Cet ouvrage aurait aussi bien pu avoir pour titre : « repolitiser la question de l’école ». Car si l’école est en permanence soumise à des critiques « politiques » – après chaque fait divers, et plus encore en temps de campagne électorale – la fonction politique profonde de l’école est rarement interrogée par les propos suscités par les violences de l’actualité. D’après le sociologue Christian Laval et le psychologue de l’éducation Francis Vergne, ces critiques « politiques » superficielles équivalent même à une véritable dépolitisation, puisque l’école, jamais interrogée, est toujours déjà l’objet d’une technicisation des problèmes et de réponses qui renvoient à des solutions toutes prêtes.

Dans leur nouvel ouvrage, Éducation démocratique, qui fait suite à un précédent ouvrage collectif consacré à La nouvelle école capitaliste (2011, La Découverte), ils proposent ainsi de reformuler les questions qui se posent à l’école de la République, puis de lier à ces questions les véritables enjeux politiques de l’école du XXIe siècle.

Partant d’ailleurs de l’idée selon laquelle l’un des effets les plus terrifiants des sociétés dominées par le capitalisme est la démoralisation et la déresponsabilisation des individus à l’égard de la vie collective et de ses obligations, ils ont d’autant plus de raisons de reprendre et rectifier les discours communs sur l’école – sur la violence à l’école, le harcèlement, l’indiscipline et l’incivilité – que ces phénomènes, dont on ne peut nier l’existence, sont constamment renvoyés à des comportements individuels ou à des défauts des « familles à problèmes ». Cette interprétation courante est en fait une manière d’ignorer la question de l’école, en la réduisant à l’élaboration de mesures punitives ou de contraintes disciplinaires.

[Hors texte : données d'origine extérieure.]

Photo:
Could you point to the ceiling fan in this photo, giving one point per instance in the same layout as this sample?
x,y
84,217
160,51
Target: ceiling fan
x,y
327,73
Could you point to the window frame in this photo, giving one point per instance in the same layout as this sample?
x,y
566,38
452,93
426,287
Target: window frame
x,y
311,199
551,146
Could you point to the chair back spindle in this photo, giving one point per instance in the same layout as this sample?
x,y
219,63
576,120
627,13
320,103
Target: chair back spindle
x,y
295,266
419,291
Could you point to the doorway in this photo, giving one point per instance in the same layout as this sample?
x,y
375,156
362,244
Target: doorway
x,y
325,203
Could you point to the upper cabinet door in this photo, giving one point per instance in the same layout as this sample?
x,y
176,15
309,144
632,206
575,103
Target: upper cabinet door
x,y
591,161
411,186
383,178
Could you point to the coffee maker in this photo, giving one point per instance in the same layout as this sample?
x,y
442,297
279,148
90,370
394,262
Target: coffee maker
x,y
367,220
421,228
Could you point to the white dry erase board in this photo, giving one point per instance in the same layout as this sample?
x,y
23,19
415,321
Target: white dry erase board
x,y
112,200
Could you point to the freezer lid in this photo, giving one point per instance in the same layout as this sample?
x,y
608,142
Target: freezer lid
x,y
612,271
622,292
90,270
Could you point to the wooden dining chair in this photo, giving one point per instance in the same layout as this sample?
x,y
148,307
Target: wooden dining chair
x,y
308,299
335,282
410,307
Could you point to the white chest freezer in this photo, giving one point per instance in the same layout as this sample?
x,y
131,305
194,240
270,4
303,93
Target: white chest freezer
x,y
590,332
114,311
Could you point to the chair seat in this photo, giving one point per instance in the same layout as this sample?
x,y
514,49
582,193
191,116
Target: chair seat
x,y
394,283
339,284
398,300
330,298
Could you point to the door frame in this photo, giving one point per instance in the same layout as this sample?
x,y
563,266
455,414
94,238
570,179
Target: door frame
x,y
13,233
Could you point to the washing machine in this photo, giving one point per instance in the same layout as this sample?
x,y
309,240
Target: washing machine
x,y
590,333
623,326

Comment, alors, s’aventurer dans cette forêt de discours qui recouvre l’école, que se soit pour valoriser le souvenir nostalgique de l’école républicaine de jadis en modèle absolu, ou pour vouer l’école à prendre le modèle de l’entreprise sous rhétorique managériale ? Comment poser à nouveau frais le problème de la portée démocratique de l’institution scolaire ?

Ces questions engendrent leurs propres difficultés, puisque l’éducation scolaire démocratique reste prise dans des considérations déduites des conceptions méritocratiques de la justice sociale. Elles ne cessent de faire l’objet de réponses banales en termes de progressisme scolaire, celui qui a certes favorisé l’une des grandes mutations historiques de nos sociétés, mais qui se trouve enfermé dans de nombreuses difficultés de nos jours. Ainsi a-t-on laissé croire trop longtemps que l’école pourrait changer la société à elle-seule et à partir de son organisation historique.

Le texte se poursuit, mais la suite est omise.